Kurangnya seks dalam hubungan yang mapan dikaitkan dengan ketidakmampuan untuk dengan cepat beralih dari rutinitas ke erotika. Kualitas yang dituntut seks dari kita bertentangan dengan pembukuan kecil dalam kehidupan sehari-hari.

Seks membutuhkan imajinasi, permainan, dan kehilangan kendali, dan karena itu, pada dasarnya, mengganggu. Kita menghindari seks bukan karena itu tidak menyenangkan kita, tetapi karena kesenangannya melemahkan kemampuan kita untuk melakukan pekerjaan rumah tangga secara terukur.

Sulit untuk beralih dari membahas pengolah makanan masa depan dan mendesak pasangan Anda untuk mencoba peran perawat atau mengenakan sepatu bot lutut. Kita mungkin merasa lebih mudah untuk meminta orang lain melakukannya—seseorang yang tidak perlu sarapan bersama kita selama tiga puluh tahun ke depan secara berturut-turut.

Mengapa kita begitu mementingkan perselingkuhan?

Terlepas dari kecaman publik atas perselingkuhan, kurangnya keinginan untuk berhubungan seks di samping adalah tidak rasional dan bertentangan dengan alam. Ini adalah penolakan terhadap kekuatan yang mendominasi ego rasional kita dan mempengaruhi «pemicu erotis» kita: «sepatu hak tinggi dan rok halus, pinggul halus dan pergelangan kaki berotot»…

Kita mengalami kemarahan ketika dihadapkan pada kenyataan bahwa tidak seorang pun dari kita dapat menjadi segalanya bagi orang lain. Tetapi kebenaran ini ditolak oleh cita-cita pernikahan modern, dengan ambisi dan keyakinannya bahwa semua kebutuhan kita hanya dapat dipenuhi oleh satu orang.

Kami mencari dalam pernikahan pemenuhan impian kami cinta dan seks dan kecewa.

“Tetapi sama naifnya untuk berpikir bahwa pengkhianatan dapat menjadi penangkal yang efektif untuk kekecewaan ini. Tidak mungkin tidur dengan orang lain dan pada saat yang sama tidak membahayakan apa yang ada dalam keluarga, ”kata Alain de Botton.

Ketika seseorang yang kita suka menggoda secara online mengundang kita untuk bertemu di sebuah hotel, kita tergoda. Demi kesenangan beberapa jam, kami hampir siap untuk mempertaruhkan kehidupan pernikahan kami.
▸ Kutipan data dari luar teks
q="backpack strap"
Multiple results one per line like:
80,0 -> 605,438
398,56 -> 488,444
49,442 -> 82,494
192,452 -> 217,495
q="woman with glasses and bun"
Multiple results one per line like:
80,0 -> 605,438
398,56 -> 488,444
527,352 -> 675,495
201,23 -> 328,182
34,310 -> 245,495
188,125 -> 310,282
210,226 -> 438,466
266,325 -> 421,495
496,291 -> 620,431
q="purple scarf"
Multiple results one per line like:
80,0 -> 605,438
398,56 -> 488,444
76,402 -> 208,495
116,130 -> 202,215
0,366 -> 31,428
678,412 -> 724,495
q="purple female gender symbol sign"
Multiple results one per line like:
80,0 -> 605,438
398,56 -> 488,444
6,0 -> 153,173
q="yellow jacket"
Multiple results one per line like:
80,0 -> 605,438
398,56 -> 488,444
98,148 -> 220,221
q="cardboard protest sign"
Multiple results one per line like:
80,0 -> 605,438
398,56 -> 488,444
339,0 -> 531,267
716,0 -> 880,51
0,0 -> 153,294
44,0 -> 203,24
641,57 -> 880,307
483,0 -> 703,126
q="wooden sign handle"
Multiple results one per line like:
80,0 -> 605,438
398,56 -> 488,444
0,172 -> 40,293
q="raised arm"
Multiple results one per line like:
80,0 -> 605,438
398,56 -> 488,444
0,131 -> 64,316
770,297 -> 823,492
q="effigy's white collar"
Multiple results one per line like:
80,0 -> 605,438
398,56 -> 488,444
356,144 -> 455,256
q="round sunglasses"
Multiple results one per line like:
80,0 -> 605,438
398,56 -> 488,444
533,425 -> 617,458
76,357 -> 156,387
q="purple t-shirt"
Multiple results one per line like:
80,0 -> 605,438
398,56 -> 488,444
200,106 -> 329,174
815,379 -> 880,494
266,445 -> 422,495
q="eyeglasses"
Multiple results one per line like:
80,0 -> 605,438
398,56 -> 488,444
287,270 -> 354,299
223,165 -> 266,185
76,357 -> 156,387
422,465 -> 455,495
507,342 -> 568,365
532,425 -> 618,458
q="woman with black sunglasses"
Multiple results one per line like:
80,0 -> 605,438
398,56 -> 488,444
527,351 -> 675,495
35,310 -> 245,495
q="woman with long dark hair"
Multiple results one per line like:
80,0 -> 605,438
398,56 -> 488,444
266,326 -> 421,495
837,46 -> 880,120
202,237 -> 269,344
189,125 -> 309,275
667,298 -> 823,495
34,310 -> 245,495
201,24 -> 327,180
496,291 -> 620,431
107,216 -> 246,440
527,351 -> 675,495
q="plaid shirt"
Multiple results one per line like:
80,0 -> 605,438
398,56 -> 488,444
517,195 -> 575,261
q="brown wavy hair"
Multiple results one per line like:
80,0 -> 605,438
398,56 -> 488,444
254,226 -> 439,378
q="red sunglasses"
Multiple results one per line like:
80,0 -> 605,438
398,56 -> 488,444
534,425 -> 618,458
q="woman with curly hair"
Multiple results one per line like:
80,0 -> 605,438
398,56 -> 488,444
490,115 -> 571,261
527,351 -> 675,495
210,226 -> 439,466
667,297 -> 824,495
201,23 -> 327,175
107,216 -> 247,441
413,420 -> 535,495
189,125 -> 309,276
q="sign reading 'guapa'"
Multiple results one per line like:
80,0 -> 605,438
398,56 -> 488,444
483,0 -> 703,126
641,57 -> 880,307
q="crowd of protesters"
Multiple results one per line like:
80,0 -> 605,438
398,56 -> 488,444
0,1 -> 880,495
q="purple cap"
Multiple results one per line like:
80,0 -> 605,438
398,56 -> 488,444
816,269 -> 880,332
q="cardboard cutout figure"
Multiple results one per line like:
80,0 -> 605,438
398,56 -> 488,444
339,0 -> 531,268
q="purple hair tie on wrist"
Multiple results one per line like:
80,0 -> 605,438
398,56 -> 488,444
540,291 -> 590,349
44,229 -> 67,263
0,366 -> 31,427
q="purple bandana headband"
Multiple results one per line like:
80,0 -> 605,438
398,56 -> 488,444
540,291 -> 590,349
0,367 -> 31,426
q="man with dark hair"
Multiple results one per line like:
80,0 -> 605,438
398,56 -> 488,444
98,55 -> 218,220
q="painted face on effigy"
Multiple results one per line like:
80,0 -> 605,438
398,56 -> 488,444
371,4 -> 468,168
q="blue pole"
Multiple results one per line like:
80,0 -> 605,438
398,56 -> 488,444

Pendukung pernikahan cinta percaya bahwa emosi adalah segalanya. Tetapi pada saat yang sama, mereka menutup mata terhadap sampah yang mengapung di permukaan kaleidoskop emosional kita. Mereka mengabaikan semua kekuatan kontradiktif, sentimental, dan hormonal yang mencoba memisahkan kita ke ratusan arah yang berbeda.

Kita tidak akan ada jika kita tidak mengkhianati diri kita sendiri secara internal, dengan keinginan sesaat untuk mencekik anak-anak kita sendiri, meracuni pasangan kita, atau bercerai karena perselisihan tentang siapa yang akan mengganti bola lampu. Tingkat pengendalian diri tertentu diperlukan untuk kesehatan mental spesies kita dan keberadaan yang memadai dari masyarakat normal.

“Kami adalah kumpulan reaksi kimia yang kacau. Dan ada baiknya kita mengetahui bahwa keadaan eksternal sering kali bertentangan dengan perasaan kita. Ini adalah tanda bahwa kami berada di jalur yang benar,” rangkum Alain de Botton.


Tentang penulis: Alain de Botton adalah seorang penulis dan filsuf Inggris.